大量受注で活況を呈する君津製鉄所の厚鋼板ライン

 国内の粗鋼生産量は回復に力強さを欠いたまま、2016年度を折り返した。大規模な減産に突入した前年の水準こそ上回るものの、一昨年には及ばない。当初は需要の盛り上がりが期待された10―12月期も、円高などの足かせで生産水準は前年同期を多少上回るだけの物足りないものとなりそうだ。他方で原料価格の急騰もあり、この期は値上げに向けての努力が一層求められることになる。

 「低生産の状況から元に戻りつつあるものの依然、中国のあおりを受けている」。新日鉄住金の君津製鉄所(千葉県君津市)総務担当者の表情はさえない。足元、同製鉄所はおおむねフル生産中。

 特にメキシコの海底ガスパイプライン向けに過去最大級の大量受注を獲得した厚鋼板のラインは、例年にない高い稼働水準となっている。ただ、全体では「稼働状況は春先からあまり大きな変化はない。フル生産なのも熱間圧延ラインのすべてではない」とトーンを落とす。

 進藤孝生社長も日本鉄鋼連盟会長としての会見で「生産自体は4―6月期より7―9月期の方が増えている。とはいえ力強さはない」とその弱さを認める。鋼材需要についても当初、秋以降の本格回復を見込んでいたが、「思ったより弱含んでいる。大きな変化は、一気に1ドル=100円まで進んだ円高」を誤算に挙げる。

 東京製鉄の今村清志常務も「円高で企業が設備投資の見直しに入った」と口をそろえる。東京五輪・パラリンピックなどに派生する建材需要も現時点では「期待したほど出てこなかった」と述べ、「今年後半はきつい。辛抱どころだ」と吐露する。輸出も円高に加え、中国の鋼材市況が弱含んでおり、以前より成約しづらくなっているという。

 こうした背景から、10―12月期の粗鋼生産量は前年同期の約2633万トンよりは数%増えそうだが、2年前の約2753万トンには届きそうにない。進藤鉄連会長も10月以降の生産量については「(減産下だった)去年の水準より少し上回ると期待している」と弱気な見方に終始する。

 一方で原料炭のスポット価格が急騰。7月末には1トン当たり90ドル台だったのが、足元、同210ドル台まで一気に上昇した。鉄鋼大手の10―12月期の調達価格も大幅引き上げが必至だ。新日鉄住金の建材営業幹部は「製品の価格改定(値上げ)は喫緊の課題。経営的にも最優先課題だ」と腹をくくる。

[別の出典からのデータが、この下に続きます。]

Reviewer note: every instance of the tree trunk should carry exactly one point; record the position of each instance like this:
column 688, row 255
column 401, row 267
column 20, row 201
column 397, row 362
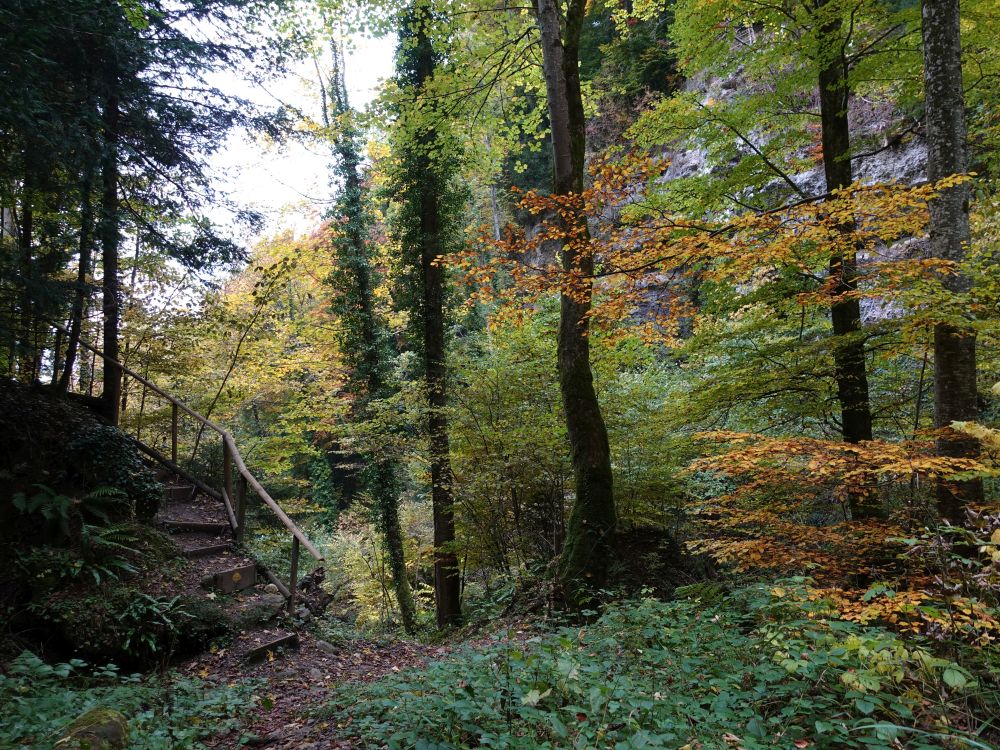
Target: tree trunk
column 587, row 552
column 370, row 365
column 955, row 394
column 110, row 237
column 845, row 312
column 849, row 352
column 446, row 571
column 26, row 355
column 82, row 290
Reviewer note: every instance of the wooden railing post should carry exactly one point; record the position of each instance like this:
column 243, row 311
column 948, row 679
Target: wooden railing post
column 227, row 470
column 173, row 433
column 241, row 511
column 293, row 583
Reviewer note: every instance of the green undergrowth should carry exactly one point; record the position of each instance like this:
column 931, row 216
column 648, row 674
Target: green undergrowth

 ただ、製品需要が弱含む中での顧客との価格交渉は従来にも増して厳しい。昨年の10―12月期は中国市況の底割れという悪夢に見舞われた鉄鋼業界だが、今年も一筋縄ではいかない10―12月期となりそうだ。
(文=大橋修)
日刊工業新聞2016年10月6日
神崎明子
神崎明子 Kanzaki Akiko 東京支社 編集委員
粗鋼生産が伸びない背景には、中国による過剰生産という構造的な問題に加え為替や原材料価格の急騰が拍車をかけているということか。